GoogLeNet/Inception made compute-aware CNN modules mainstream: bottleneck projections, multi-scale dense branches, and parameter-count discipline became standard architectural tools. Historically, it sits between brute-force GPU CNN scaling and later efficient architecture families. It showed that a model could become deeper and more accurate without simply multiplying fully connected parameters or using hardware-unfriendly sparse matrices.

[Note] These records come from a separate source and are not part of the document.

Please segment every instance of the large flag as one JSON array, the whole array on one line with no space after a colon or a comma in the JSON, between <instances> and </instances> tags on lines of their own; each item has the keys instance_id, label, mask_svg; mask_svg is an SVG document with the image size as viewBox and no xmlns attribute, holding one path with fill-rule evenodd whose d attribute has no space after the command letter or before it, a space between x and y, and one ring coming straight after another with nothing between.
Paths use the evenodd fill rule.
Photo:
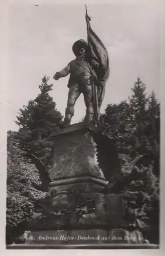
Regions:
<instances>
[{"instance_id":1,"label":"large flag","mask_svg":"<svg viewBox=\"0 0 165 256\"><path fill-rule=\"evenodd\" d=\"M88 43L90 48L90 53L93 58L99 60L99 68L95 71L101 87L97 88L98 108L100 108L104 99L105 84L109 75L109 58L107 51L101 40L92 30L90 24L90 18L87 14L86 6L86 21L87 24Z\"/></svg>"}]
</instances>

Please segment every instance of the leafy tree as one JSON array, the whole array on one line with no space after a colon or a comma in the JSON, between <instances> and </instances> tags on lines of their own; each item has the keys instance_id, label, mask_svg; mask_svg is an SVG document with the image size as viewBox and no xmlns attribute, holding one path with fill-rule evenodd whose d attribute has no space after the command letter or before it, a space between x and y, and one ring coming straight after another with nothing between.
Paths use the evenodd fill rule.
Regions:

It also documents a transition moment in infrastructure. The reported training used CPU DistBelief, but the architecture is written with CPU/GPU dense-library efficiency in mind and explicitly discusses high-end GPU feasibility. The paper therefore captures the period when distributed internal training systems and commodity GPU deep learning overlapped, before single-framework GPU training became the default public recipe.

Limits

  • Architecture has many manual design knobs.
  • The paper frames its design principles as requiring further analysis.
  • The training recipe evolved over time and is hard to reduce to one clean procedure.
  • Reported training uses CPU DistBelief, not the later standard GPU implementation.
  • The best classification result uses a costly ensemble and 144-crop test-time procedure, so the headline number is not single-forward-pass inference.
  • Exact DistBelief cluster size and CPU hardware are not listed in the extracted text.